A experiência de Luna com idosos começou quando decidiu tirar um dia na semana para ser voluntária. Foi quando se inscreveu para o Hospital Aristides Maltês e viveu de perto os problemas enfrentados pelos mais velhos.
“Na época, abri a minha casa. Eram dois quartos, sala, cozinha pequena e um banheiro. Hoje, é o Lar Luna. Cresceu muito. Trabalhamos com tudo, só não temos atendimento de psiquiatria”, diz.
Luna se orgulha muito do atendimento que a equipe oferece para os idosos que residem na instituição que fundou com a filha. Hoje, há no local 32 idosos e ela diz que é muito difícil abrir uma vaga porque, segundo ela, lá eles são muito bem cuidados: “Com boa alimentação, plantonista, enfermeira e técnicas à disposição”.
Empréstimos
No entanto, ela lamenta que em alguns casos os filhos dos idosos quando os colocam no lar, tomam empréstimos e nunca mais aparecem. “A gente não pega o cartão do idoso. Cartão do idoso é do idoso, fica com os filhos. Em alguns casos, não recebemos nem os 70% do benefício. Tenho idoso que recebe R$ 500 por mês. Aí quando o filho quer, vai lá e deposita”.

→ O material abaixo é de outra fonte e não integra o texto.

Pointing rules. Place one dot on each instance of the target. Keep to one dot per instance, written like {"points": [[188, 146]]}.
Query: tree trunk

Isso acaba dificultando o pagamento dos funcionários do local, além das contas de água, luz, telefone e alimentação. Mesmo com essas dificuldades, Luna garante que não falta nada para eles. “Muita gente nos ajuda. Pessoas que já conhecem nosso trabalho de anos, tipo a maçonaria, a Cidade da Luz, a comunidade. Eles fazem campanha e nos ajudam muito”.
Em 2021, Luna sofreu um acidente que a deixou acamada. Hoje, ela se locomove com cadeira de rodas, mas mesmo assim faz questão de estar perto dos idosos que vivem no Lar Luna. Ela recebe a ajuda dos três filhos para cuidar do local, além de ter que cuidar também dos netos, filhos de Luciana. Entre os materiais que mais precisam, Luna dá destaque para as fraldas.
“Eu vou lá de cadeira de rodas, deixo algumas fraldas. Tem fralda para hoje, para amanhã não tem”, lamenta. “Meu filho sai, compra feijão. Se falta, a gente compra. Compra carne, peixe, galinha. Mas, no momento, nossa maior necessidade é a fralda geriátrica. Tem que tirar do que tem, pegar dinheiro emprestado. A gente se vira. Nesse período que eu caí, meu filho queria fechar. Eu não fecho. E também não indico casa nenhuma para deixar meus idosos”, complementa.